Brad Plumer had an excellent article back in January that noted the very long list of establishment figures—both Republican and Democratic—who have called for the (effective, at least) abolition of the debt ceiling: the GAO, the CBO (kind of), Alan Greenspan, Bruce Bartlett, Larry Summers, Paul O’Neill, Robert Rubin, Moody’s ratings agency…this is not a list of dirty populists, right?
Given this list of staid establishments and policymakers calling for an outright end to the debt ceiling, surely it can be agreed that this is a position allowed in respectable debate, no? Jon Stewart, for example, probably won’t do a segment about how kooky an idea it is, right?

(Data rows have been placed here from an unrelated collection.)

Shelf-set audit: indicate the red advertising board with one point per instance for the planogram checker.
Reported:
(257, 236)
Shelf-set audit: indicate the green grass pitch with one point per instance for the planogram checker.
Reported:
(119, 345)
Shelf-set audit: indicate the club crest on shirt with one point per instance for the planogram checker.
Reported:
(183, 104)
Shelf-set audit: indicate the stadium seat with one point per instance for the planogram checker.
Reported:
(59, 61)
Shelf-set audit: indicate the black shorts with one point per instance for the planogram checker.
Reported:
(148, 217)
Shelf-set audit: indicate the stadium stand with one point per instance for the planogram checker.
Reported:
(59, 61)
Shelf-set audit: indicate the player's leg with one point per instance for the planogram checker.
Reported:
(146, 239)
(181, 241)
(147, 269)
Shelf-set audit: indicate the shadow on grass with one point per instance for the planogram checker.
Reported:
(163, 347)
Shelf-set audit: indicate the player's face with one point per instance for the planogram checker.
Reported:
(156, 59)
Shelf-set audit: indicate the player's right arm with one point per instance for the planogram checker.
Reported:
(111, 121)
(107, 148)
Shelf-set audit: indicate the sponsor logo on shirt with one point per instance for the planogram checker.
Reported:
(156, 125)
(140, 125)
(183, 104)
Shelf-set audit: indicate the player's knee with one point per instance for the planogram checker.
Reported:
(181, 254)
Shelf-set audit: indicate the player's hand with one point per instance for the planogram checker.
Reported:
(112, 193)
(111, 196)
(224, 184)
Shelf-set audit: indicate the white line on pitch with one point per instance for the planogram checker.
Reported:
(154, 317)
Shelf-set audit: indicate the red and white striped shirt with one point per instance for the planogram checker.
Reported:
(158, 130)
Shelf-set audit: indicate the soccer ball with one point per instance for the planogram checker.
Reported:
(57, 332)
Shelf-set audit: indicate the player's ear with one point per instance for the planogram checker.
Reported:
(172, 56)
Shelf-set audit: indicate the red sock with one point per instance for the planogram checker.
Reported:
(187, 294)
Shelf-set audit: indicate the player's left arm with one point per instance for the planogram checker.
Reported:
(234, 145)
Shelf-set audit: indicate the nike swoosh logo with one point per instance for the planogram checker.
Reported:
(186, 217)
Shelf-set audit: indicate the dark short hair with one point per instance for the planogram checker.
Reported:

But think back to the trillion dollar platinum coin. An oft-used debating tactic used against it is “why stop at one trillion, why not two, or five, or twenty…”. In the Up! segment I noted earlier, Stephanie Kelton essentially said sure, print a ONE HUNDRED trillion dollar coin and even Chris Hayes seemed knocked off stride and began ruminating a bit about vague financial market distress if we were to actually do such a kooky thing.
But this is the important part; abolishing the debt ceiling (which we have agreed is a purely respectable position) is the same thing as minting an INFINITY TRILLION DOLLAR COIN!
All minting the coin does is allow the Federal government get around the accounting constraint (the arbitrary statutory debt ceiling) on borrowing more money. And this is the exact same thing accomplished by abolishing the debt ceiling (again, a purely respectable position).
And, in fact, the coin just effectively raises the debt ceiling by some discrete (granted, large) number. Abolishing the debt ceiling raises it effectively to infinity.
So why is that Paul O’Neill, Treasury Secretary under George W. Bush, can call for the equivalent of minting an INFINITY TRILLION DOLLAR COIN and be considered a paragon of non-partisan good government, while those wanting to mint a trillion dollar coin are considered absolutely crazy?